Marilyn Mong has been researching the Women Airforce Service Pilots (WASP) for over 30 years.
On Saturday, she led a discussion at Kravitz Deli, putting the spotlight on women with ties to the area.
WASP is women pilot’s organization formed in 1943, when America had a shortage of pilots for World War II.
“Women could fly non-combat missions in the United States and free up the men for combat,” said Mong.
There were just over 1,000 women in this group. One of those women was Marie Barret Marsh from Youngstown.
Marsh joined WASP after completing the civilian pilot program at the former Youngstown College, now YSU.
During the war, she was stationed in North Carolina.
“After the war, she and her husband had a small grass air strip in Vienna,” said Mong.
“I was a teenager in World War II. My dad entered the army and we moved to New Jersey,” said Margaret Grace from Liberty Twp.
Grace’s personal connection to the war makes her interested in any of its history.
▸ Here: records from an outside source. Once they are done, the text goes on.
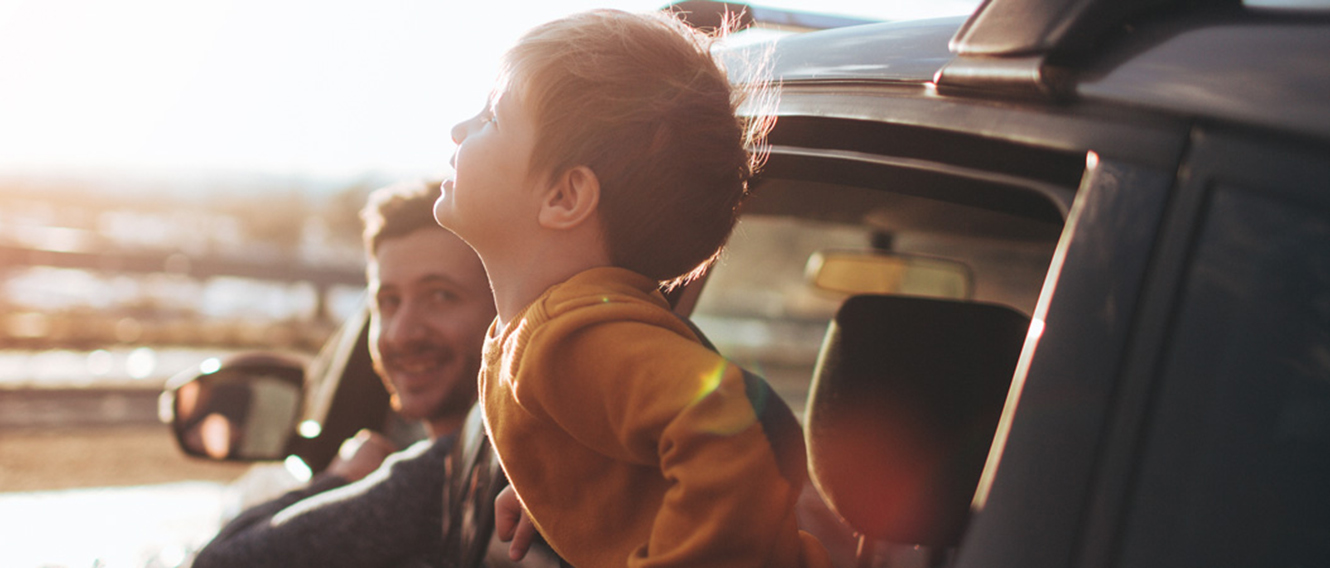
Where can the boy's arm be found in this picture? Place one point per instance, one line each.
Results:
(728, 446)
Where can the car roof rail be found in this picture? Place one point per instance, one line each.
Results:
(1040, 27)
(709, 16)
(1006, 45)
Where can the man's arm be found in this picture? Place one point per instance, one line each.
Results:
(387, 518)
(357, 458)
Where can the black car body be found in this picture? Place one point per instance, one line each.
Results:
(1147, 184)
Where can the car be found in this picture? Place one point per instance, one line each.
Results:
(1051, 284)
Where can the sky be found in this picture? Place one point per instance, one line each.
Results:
(318, 88)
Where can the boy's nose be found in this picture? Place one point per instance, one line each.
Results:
(459, 131)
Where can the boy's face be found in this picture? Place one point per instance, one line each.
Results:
(492, 198)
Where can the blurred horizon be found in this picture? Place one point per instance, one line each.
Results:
(188, 174)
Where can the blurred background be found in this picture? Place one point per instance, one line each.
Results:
(180, 181)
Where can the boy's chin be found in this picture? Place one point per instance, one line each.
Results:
(443, 210)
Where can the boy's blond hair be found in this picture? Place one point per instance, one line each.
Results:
(639, 99)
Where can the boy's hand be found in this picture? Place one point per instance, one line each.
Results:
(512, 523)
(361, 455)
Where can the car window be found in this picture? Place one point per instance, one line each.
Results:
(761, 310)
(1238, 447)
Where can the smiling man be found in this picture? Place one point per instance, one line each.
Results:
(430, 309)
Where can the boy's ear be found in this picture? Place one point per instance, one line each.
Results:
(571, 198)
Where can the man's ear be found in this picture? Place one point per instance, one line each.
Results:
(571, 198)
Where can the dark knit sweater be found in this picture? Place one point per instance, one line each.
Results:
(391, 518)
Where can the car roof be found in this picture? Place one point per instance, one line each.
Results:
(1229, 64)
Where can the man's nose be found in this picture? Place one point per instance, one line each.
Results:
(406, 326)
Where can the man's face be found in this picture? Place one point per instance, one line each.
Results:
(430, 310)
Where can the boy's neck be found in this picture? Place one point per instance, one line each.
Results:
(520, 282)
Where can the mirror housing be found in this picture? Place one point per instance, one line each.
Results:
(240, 409)
(878, 272)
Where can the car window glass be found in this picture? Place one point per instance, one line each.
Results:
(760, 309)
(1237, 459)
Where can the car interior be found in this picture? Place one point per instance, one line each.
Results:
(853, 284)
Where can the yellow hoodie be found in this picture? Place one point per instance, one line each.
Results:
(632, 444)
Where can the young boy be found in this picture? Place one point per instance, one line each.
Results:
(608, 162)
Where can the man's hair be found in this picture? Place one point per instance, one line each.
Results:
(398, 210)
(639, 99)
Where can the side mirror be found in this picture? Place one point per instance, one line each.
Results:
(874, 272)
(242, 409)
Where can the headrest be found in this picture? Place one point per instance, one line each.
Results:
(902, 411)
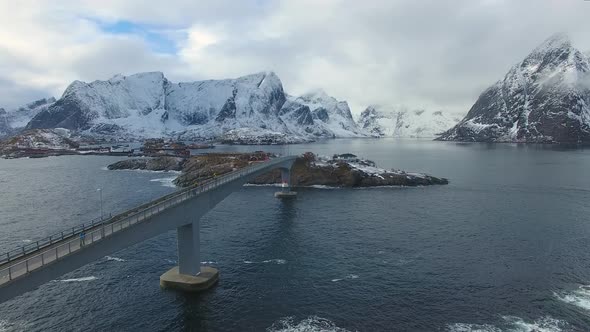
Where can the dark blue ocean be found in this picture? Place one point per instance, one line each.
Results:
(504, 247)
She came to learn more about women’s involvement because of that and she’s passing down encouragement to younger women she knows.
“I think this gives us an opportunity to share some of what she said to younger people who might have very interesting dreams but aren’t sure they can go after them,” Grace said.
Other former WASP members with local ties include Margaret Kirchner, Nadine Harris Bluhm, Donna Spellick and Wilda Winfield.
These women were not able to gain “war veteran” status until a bill was passed in 1977.
“It took, what, 40 years, but it finally came to pass. The women pilots of today have shown they are just as competent as the male pilots,” Mong said.